III. As to the sufficiency of the statements and allegations in the pleadings, answers to interrogatories, and affidavits relating to the voluntary signatures of Marianne Steinbeck, we must differ with the learned trial court. Although we do agree that the statement in paragraph 12(b) of her answer, "That the signing of the instruments labeled as Exhibits A, B, C and D, as contained in Plaintiff's petition *477 by this Defendant, Marianne Steinbeck, was involuntary and was obtained by duress and undue influence * * *", is not alone a sufficient statement of evidentiary or ultimate facts to generate a factual issue here, and that the statements in her affidavit that she was unaware that the instruments included her homestead and was not so informed by plaintiff's agents and employees, that she was informed by them that she must execute the instruments even though they represented the debt of another, and that no consideration or monies were given her for these signatures, were not sufficient to raise a factual issue as to her liability, we are satisfied that her answer to plaintiff's Interrogatory 4 did allege sufficient evidentiary or ultimate facts which, if found to be true by a fact finder, would void her signatures on the instruments and relieve her of liability thereunder.

Prior to the change in rules 237 and 238, R.C.P., we considered this problem several times and consistently held, to determine whether sworn statements of facts (then only called for in affidavits) were sufficient to show a real defense as distinguished from conclusions, we resort to the rules of pleadings, stating in Eaton v. Downey, supra, at page 578 of 254 Iowa, page 586 of 118 N.W.2d, "A pleader must plead the ultimate facts in the case. He cannot plead conclusions by themselves." Also see Orcutt v. Hanson, Iowa, 163 N.W.2d 914, 918. We are also satisfied, since the adoption of the revised rules courts are required to apply those rules to statements in pleadings, admissions, depositions, answers to interrogatories, and affidavits, if any, which are called to the attention of the court by way of a resistance to the summary judgment motion. Thereafter, if by an examination of such records any allegations asserting evidentiary facts appear which if found to be true would constitute a good defense to the action, we hold the court under this rule must assign the matter for trial and should not sustain the motion for summary judgment.

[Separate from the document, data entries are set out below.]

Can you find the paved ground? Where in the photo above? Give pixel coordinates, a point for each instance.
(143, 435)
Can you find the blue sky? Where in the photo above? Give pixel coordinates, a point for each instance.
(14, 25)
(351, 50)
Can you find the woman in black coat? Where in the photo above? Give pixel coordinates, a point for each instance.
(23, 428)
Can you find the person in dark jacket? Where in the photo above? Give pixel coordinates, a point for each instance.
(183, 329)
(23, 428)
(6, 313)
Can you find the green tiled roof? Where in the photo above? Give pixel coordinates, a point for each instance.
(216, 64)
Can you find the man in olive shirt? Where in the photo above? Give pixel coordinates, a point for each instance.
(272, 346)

IV. We come now to the issue of timeliness. In its first proposition relied upon for affirmance appellee contends that the trial court properly held the sole affidavit filed in opposition to the motion for summary judgment was not timely filed since it was not filed prior to the day set for hearing, and in its second proposition that the affidavit stated no specific facts showing there was a genuine issue for trial. In view of our agreement with the trial court as to the sufficiency of the affidavit itself to raise a fact issue, we need not decide now the troublesome question of whether under rule 237(e) the filing dates set forth therein are exclusive and failure to comply with them bars consideration of the affidavits filed late. Whether the affidavit of Marianne Steinbeck is considered sufficient seems of no importance here, for we base our decision primarily upon her resistance and the sworn answer to the interrogatories submitted to her, and to which we find no objection except that it fails to state such evidentiary or ultimate facts upon which the case might be decided. Therefore, without considering the affidavit here, it appears that the trial court was required to and did examine the records in this matter. It did discover and consider the alleged factual dispute on the issue of undue influence and duress. Its ruling on the sufficiency of that factual statement is the sole basis of our disagreement here, but being vital to this decision requires a reversal.

V. In view of our conclusion that the court, by proper examination of the complete record, should have been alerted as to the factual dispute relating to the voluntary execution of the instruments, we find it unnecessary to consider appellants' other assignments of error and direct that the judgment rendered herein be set aside and a trial be had upon the factual issue raised in Marianne Steinbeck's answer to plaintiff's interrogatories.

Reversed and remanded.

All Justices concur except RAWLINGS, J., who takes no part.